Modeling Catalyst-Free Growth of III-V Nanowires: Empirical and Rigorous Approaches

Catalyst-free growth of III-V and III-nitride nanowires (NWs) by the self-induced nucleation mechanism or selective area growth (SAG) on different substrates, including Si, show great promise for monolithic integration of III-V optoelectronics with Si electronic platform. The morphological design of NW ensembles requires advanced growth modeling, which is much less developed for catalyst-free NWs compared to vapor-liquid-solid (VLS) NWs of the same materials. Herein, we present an empirical approach for modeling simultaneous axial and radial growths of untapered catalyst-free III-V NWs and compare it to the rigorous approach based on the stationary diffusion equations for different populations of group III adatoms. We study in detail the step flow occurring simultaneously on the NW sidewalls and top and derive the general laws governing the evolution of NW length and radius versus the growth parameters. The rigorous approach is reduced to the empirical equations in particular cases. A good correlation of the model with the data on the growth kinetics of SAG GaAs NWs and self-induced GaN NWs obtained by different epitaxy techniques is demonstrated. Overall, the developed theory provides a basis for the growth modeling of catalyst-free NWs and can be further extended to more complex NW morphologies.

Automated summary

In this study, an empirical approach for modeling the growth of untapered catalyst-free III-V nanowires is presented and compared to a rigorous approach based on diffusion equations.

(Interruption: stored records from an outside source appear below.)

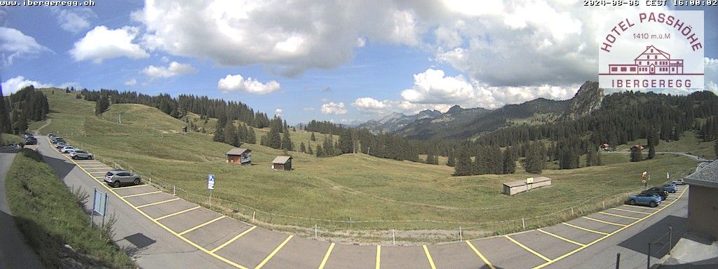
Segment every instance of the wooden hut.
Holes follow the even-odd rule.
[[[278,156],[271,161],[271,169],[274,170],[292,170],[292,157],[289,156]]]
[[[252,163],[252,151],[249,148],[234,148],[225,155],[227,155],[227,164],[246,165]]]

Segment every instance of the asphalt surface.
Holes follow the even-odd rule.
[[[5,193],[7,174],[16,149],[0,149],[0,268],[42,268],[37,255],[15,225]]]
[[[114,239],[136,249],[138,264],[155,268],[644,268],[648,242],[685,227],[687,187],[656,208],[620,206],[565,223],[517,234],[419,246],[332,244],[244,223],[147,185],[109,188],[111,168],[72,161],[40,148],[65,184],[108,192],[117,216]],[[680,197],[680,199],[676,199]],[[95,217],[95,220],[98,218]],[[667,252],[667,247],[663,247]],[[654,251],[654,260],[663,254]]]

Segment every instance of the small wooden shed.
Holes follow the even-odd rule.
[[[246,165],[252,163],[252,151],[249,148],[234,148],[225,155],[227,155],[227,164]]]
[[[292,156],[278,156],[271,161],[271,169],[274,170],[292,170]]]
[[[503,194],[513,195],[536,188],[551,186],[551,179],[546,176],[529,177],[526,180],[506,182],[503,184]]]

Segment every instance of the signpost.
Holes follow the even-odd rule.
[[[210,174],[207,177],[207,189],[210,190],[210,209],[212,209],[212,190],[215,189],[215,175]]]

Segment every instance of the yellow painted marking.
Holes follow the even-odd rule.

The step flow occurring on the sidewalls and top of the nanowires is studied, and the general laws governing the evolution of nanowire length and radius are derived. The model shows good correlation with the growth kinetics of SAG GaAs nanowires and self-induced GaN nanowires. This developed theory provides a basis for growth modeling of catalyst-free nanowires and can be extended to more complex nanowire morphologies.